“The next day the doctor set out for his parsonage, which was about thirty miles distant, whither Amelia and myself accompanied him, and where we stayed with him all the time of his residence there, being almost three months.
“The situation of the parish under my good friend’s care is very pleasant. It is placed among meadows, washed by a clear trout-stream, and flanked on both sides with downs. His house, indeed, would not much attract the admiration of the virtuoso. He built it himself, and it is remarkable only for its plainness; with which the furniture so well agrees, that there is no one thing in it that may not be absolutely necessary, except books, and the prints of Mr. Hogarth, whom he calls a moral satirist.
“Nothing, however, can be imagined more agreeable than the life that the doctor leads in this homely house, which he calls his earthly paradise. All his parishioners, whom he treats as his children, regard him as their common father. Once in a week he constantly visits every house in the parish, examines, commends, and rebukes, as he finds occasion. This is practised likewise by his curate in his absence; and so good an effect is produced by this their care, that no quarrels ever proceed either to blows or law-suits; no beggar is to be found in the whole parish; nor did I ever hear a very profane oath all the time I lived in it.
“But to return from so agreeable a digression, to my own affairs, that are much less worth your attention. In the midst of all the pleasures I tasted in this sweet place and in the most delightful company, the woman and man whom I loved above all things, melancholy reflexions concerning my unhappy circumstances would often steal into my thoughts. My fortune was now reduced to less than forty pounds a-year; I had already two children, and my dear Amelia was again with child.
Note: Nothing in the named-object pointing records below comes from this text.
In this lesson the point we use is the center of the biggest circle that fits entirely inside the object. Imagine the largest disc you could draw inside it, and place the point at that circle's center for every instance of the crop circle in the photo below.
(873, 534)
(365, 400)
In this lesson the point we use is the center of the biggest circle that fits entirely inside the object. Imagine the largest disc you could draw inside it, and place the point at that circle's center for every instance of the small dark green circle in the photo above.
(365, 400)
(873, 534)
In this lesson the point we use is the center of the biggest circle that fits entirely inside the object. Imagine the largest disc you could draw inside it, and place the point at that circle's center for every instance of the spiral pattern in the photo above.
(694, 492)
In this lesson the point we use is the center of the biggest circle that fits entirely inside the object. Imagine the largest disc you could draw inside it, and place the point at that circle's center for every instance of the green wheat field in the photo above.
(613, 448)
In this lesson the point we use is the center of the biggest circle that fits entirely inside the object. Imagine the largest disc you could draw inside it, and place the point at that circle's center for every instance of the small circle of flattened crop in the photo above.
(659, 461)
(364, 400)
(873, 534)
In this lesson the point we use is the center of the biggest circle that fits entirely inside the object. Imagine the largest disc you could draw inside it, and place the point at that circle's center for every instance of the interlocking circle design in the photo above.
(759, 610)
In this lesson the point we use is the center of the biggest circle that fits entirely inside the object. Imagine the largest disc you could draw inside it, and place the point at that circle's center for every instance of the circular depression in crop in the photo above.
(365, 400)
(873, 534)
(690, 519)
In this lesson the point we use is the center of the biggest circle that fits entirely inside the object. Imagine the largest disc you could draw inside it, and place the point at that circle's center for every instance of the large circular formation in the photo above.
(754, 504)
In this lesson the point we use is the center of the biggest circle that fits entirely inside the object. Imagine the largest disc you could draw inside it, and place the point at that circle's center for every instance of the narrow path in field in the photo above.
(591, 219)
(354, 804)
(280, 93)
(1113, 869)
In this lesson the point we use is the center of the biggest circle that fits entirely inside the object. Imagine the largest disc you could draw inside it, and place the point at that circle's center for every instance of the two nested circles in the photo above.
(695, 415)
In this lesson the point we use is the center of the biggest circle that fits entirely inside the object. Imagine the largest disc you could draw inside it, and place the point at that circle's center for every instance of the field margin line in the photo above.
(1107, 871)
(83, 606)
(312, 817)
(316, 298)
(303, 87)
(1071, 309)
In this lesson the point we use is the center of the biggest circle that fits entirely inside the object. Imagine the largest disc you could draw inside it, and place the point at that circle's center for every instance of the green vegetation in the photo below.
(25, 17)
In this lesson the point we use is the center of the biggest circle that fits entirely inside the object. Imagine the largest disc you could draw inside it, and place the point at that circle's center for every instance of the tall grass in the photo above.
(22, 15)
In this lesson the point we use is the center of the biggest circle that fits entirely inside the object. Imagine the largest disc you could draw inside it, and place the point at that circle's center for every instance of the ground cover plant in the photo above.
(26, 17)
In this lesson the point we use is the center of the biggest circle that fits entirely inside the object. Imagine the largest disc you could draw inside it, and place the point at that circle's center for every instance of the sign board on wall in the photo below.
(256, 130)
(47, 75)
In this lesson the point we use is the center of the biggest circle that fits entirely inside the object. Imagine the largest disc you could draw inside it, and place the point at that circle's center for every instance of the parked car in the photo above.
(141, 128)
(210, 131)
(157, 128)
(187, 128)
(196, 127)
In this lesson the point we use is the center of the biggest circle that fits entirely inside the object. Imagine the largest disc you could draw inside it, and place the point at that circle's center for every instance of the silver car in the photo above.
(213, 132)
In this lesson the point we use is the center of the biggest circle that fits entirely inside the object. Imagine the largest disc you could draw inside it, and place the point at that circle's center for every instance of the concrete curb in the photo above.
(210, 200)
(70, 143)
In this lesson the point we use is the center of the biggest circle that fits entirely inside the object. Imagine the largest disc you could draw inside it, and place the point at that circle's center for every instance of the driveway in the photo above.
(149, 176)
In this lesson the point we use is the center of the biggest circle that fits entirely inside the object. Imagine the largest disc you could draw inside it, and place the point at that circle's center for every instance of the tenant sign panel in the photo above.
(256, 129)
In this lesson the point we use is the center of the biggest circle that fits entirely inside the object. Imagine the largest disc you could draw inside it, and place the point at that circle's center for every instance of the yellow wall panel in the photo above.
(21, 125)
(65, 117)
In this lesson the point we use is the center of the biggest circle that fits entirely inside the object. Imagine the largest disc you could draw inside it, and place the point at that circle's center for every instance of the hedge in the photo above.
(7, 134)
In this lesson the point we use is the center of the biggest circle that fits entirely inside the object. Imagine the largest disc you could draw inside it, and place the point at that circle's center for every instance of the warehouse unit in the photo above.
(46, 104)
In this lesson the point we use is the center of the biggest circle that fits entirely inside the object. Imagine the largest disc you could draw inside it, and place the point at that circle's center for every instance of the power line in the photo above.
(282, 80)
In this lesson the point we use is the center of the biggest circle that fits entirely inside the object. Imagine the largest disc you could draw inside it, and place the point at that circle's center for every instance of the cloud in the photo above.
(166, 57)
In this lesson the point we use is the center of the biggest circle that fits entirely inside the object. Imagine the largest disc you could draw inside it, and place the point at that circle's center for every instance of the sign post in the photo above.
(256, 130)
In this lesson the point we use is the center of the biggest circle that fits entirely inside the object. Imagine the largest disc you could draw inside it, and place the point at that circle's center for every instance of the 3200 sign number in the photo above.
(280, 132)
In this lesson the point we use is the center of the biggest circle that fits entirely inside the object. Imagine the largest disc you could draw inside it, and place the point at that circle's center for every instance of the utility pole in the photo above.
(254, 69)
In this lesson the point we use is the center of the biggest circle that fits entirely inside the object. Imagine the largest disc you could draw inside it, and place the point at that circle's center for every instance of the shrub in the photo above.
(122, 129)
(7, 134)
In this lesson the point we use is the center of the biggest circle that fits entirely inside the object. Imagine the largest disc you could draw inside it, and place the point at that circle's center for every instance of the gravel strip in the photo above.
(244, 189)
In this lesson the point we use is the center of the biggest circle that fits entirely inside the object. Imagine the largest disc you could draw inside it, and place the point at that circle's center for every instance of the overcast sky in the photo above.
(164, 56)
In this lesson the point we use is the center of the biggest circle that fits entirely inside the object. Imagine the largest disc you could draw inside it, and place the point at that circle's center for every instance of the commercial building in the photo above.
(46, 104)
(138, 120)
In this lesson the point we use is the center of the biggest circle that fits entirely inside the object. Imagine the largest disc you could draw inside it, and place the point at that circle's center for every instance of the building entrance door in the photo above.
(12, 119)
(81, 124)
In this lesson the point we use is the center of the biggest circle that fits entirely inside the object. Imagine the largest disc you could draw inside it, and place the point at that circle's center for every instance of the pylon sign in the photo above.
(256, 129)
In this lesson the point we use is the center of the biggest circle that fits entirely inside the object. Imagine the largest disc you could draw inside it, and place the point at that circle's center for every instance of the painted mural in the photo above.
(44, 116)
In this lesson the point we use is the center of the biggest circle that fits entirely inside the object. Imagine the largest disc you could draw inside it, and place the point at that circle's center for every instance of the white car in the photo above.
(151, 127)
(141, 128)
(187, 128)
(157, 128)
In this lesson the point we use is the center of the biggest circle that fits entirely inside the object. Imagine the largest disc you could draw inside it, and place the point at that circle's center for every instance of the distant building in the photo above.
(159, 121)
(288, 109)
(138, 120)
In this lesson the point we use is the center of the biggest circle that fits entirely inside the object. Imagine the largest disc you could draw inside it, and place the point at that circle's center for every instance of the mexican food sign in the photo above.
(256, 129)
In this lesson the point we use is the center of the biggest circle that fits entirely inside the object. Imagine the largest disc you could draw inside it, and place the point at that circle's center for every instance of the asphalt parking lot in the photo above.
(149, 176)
“One day the doctor found me sitting by myself, and employed in melancholy contemplations on this subject. He told me he had observed me growing of late very serious; that he knew the occasion, and neither wondered at nor blamed me. He then asked me if I had any prospect of going again into the army; if not, what scheme of life I proposed to myself?
“I told him that, as I had no powerful friends, I could have but little expectations in a military way; that I was as incapable of thinking of any other scheme, as all business required some knowledge or experience, and likewise money to set up with; of all which I was destitute.
“‘You must know then, child,’ said the doctor, ‘that I have been thinking on this subject as well as you; for I can think, I promise you, with a pleasant countenance.’ These were his words. ‘As to the army, perhaps means might be found of getting you another commission; but my daughter seems to have a violent objection to it; and to be plain, I fancy you yourself will find no glory make you amends for your absence from her. And for my part,’ said he, ‘I never think those men wise who, for any worldly interest, forego the greatest happiness of their lives. If I mistake not,’ says he, ‘a country life, where you could be always together, would make you both much happier people.’
“I answered, that of all things I preferred it most; and I believed Amelia was of the same opinion.
“The doctor, after a little hesitation, proposed to me to turn farmer, and offered to let me his parsonage, which was then become vacant. He said it was a farm which required but little stock, and that little should not be wanting.
“I embraced this offer very eagerly, and with great thankfulness, and immediately repaired to Amelia to communicate it to her, and to know her sentiments.
“Amelia received the news with the highest transports of joy; she said that her greatest fear had always been of my entring again into the army. She was so kind as to say that all stations of life were equal to her, unless as one afforded her more of my company than another. ‘And as to our children,’ said she, ‘let us breed them up to an humble fortune, and they will be contented with it; for none,’ added my angel, ‘deserve happiness, or, indeed, are capable of it, who make any particular station a necessary ingredient.’”
“Thus, madam, you see me degraded from my former rank in life; no longer Captain Booth, but farmer Booth at your service.
“During my first year’s continuance in this new scene of life, nothing, I think, remarkable happened; the history of one day would, indeed, be the history of the whole year.”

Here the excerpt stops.